My involvement with ADF is as a researcher in the Baerends group. A significant portion of my time is spent developing ADF. My recent development efforts have centered around Geometry Optimization, and smoothing of the gradients calculated by ADF.
ADF is a commerical package, but trial licenses are available here for most scientific platforms, including Intel-based systems, with Linux or Windows, and Mac OS X. Graphical tools are also available.
The best way to describe Dynasity is a multitrack 4D visualization application for Mac OS X. Based on the Visualization Toolkit (VTK), a free platform-independent visualization library written in C++, Dynasity allows you to visualize molecules, isosurfaces, and volumes. The data used could derive from any scientific field, but initial development has concentrated on chemistry.
The ‘4D’ referred to above includes 3 spatial dimensions, and a 4th dimension, which would usually be time. In other words, Dynasity makes movies, which can even be captured as Quicktime movies for presentations and web sites. Still captures are also possible.
The multitrack aspect of Dynasity refers to the fact that you can add as many differnt visualization tracks as you like. Each track is free to use its own data, or share data with other tracks. There is no restriction on what a track displays, so it is possible, for example, to superimpose one or more isosurfaces over a molecule. You can even control the color and transparency of each isosurface separately.
Dynasity has been written in Cocoa, and is based on a plugin architecture to simplify specialization and extension. Plugins can be written to read data of any format, and to filter data that has been read in.

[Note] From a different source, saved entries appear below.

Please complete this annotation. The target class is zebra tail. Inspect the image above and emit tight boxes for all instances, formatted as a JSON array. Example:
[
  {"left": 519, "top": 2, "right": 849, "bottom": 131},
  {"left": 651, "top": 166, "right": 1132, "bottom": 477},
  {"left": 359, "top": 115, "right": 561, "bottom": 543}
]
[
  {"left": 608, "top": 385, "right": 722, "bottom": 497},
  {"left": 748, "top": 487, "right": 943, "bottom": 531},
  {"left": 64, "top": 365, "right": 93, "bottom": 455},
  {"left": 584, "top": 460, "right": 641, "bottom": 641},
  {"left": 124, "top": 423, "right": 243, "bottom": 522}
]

Dynasity is not currently available to the public, but if you wish to express your interest in this software, you can write to me here.
Periphery is my latest development project. When completed, it will solve the quantum dynamics of molecular scattering at surfaces. Inelastic and reactive scattering will be included, and both time-independent (e.g. coupled-channel R-Matrix propagation) and time-dependent (e.g.wavepacket methods) will be adopted.
What makes Periphery unusual is not the methods it utilizes, though the plan is to support a particularly wide variety of them, but the software development processes used. Periphery will be written in C++, utilizing the latest object-oriented and generic programming techniques, and adopting modern software development approaches not typically seen in scientific programming. Unit testing, source control management (with Subversion), XML configuration files, and platform-independent hierarchical data files are just a few examples.
The Quantum Dynamics Tool Kit (QuaDTK) is a Fortran 90 program that I wrote to solve the gas-phase HOCO reaction. QuaDTK implements a quantum wavepacket method, with Discrete-Variable Representations (DVRs), Fast-Fourier Transforms (FFTs), and the Split-Operator Propagator. It is a structured program, utilizing Abstract Data Types (ADTs), and is parallelized for shared-memory architectures using OpenMP.
The Classical And Semiclassical Trajectory (C.A.S.T.) program performs classical trajectory calculations for diatomic molecules reacting on surfaces. It also includes an implementation of the Herman-Kluk semiclassical propagator, an Initial Value Representation (IVR) method.